Monday, 5 November 2012
Symphony III and Foyer (Loews Vanderbilt Hotel)
Jared L. Guyer, NOAA/NWS/SPC, Norman, OK; and J. A. Hart
Among other factors, it is well-established that influences of at least sufficiently strong vertical shear and storm relative helicity (SRH) within the lowest 1-2 km AGL are important ingredients with respect to supercells that produce tornadoes. Observationally monitoring temporal trends and relatively fine-scale changes of low-level shear and SRH, through means such as Weather Surveillance Radar-1988 Doppler (WSR-88D) network derived VAD (Velocity Azimuth Display) Wind Profile (VWP) and wind profiler network data, are of prime importance to operational forecasters at the Storm Prediction Center (SPC) and other National Weather Service (NWS) offices.

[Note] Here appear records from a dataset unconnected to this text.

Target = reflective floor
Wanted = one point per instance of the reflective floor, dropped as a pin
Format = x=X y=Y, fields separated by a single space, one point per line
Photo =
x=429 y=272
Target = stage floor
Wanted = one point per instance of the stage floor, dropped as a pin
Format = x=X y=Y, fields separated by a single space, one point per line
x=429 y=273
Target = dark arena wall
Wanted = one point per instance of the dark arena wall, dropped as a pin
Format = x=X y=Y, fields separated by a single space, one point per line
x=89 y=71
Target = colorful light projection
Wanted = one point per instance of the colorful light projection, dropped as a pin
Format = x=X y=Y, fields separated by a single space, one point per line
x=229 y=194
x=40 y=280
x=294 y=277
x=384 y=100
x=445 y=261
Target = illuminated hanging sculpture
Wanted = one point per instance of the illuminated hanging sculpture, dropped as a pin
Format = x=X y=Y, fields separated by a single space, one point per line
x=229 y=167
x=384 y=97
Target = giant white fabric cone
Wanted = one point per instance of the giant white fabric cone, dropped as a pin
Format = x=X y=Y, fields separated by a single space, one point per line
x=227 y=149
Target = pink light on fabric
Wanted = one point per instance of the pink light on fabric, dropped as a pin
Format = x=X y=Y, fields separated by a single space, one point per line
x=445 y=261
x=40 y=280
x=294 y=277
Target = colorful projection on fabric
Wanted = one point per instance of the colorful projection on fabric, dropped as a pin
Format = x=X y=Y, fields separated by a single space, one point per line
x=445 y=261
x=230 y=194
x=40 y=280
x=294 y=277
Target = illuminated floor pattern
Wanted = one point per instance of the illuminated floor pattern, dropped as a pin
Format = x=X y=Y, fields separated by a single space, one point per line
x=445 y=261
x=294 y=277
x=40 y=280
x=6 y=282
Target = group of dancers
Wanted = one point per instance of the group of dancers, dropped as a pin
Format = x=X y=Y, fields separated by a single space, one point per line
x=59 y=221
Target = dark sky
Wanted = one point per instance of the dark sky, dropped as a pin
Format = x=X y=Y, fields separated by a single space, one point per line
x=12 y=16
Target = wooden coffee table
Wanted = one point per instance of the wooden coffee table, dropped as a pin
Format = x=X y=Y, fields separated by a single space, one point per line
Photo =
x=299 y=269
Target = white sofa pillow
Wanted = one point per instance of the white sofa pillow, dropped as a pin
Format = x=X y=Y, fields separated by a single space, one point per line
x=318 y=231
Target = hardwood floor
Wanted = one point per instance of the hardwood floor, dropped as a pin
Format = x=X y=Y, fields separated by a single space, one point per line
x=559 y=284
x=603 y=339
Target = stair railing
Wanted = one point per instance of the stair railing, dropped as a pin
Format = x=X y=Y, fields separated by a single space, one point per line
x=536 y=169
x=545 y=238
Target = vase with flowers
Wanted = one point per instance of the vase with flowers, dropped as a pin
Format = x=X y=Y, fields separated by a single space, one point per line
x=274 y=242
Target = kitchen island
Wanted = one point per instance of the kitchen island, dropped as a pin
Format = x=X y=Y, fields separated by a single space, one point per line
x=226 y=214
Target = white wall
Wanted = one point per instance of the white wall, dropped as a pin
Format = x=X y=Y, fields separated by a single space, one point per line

A multi-year (2008-2011) WSR-88D VWP dataset is used to examine the magnitude and temporal trends of low-level shear and SRH associated with tornadic environments. Of particular focus are observed supercells over the contiguous United States that produced strong tornadoes (EF2 and greater) within close proximity (<75 km) to a network WSR-88D. In aggregate, these data help resolve the fine-scale variability and low-level wind trends near supercells associated with strong tornadoes. While many prior studies have utilized observed proximity soundings and/or model-based (e.g. RUC) analyses, this WSR-88D VWP-based analysis provides additional observationally-based insight into the low-level wind profiles of near-storm environments associated with strong tornadoes.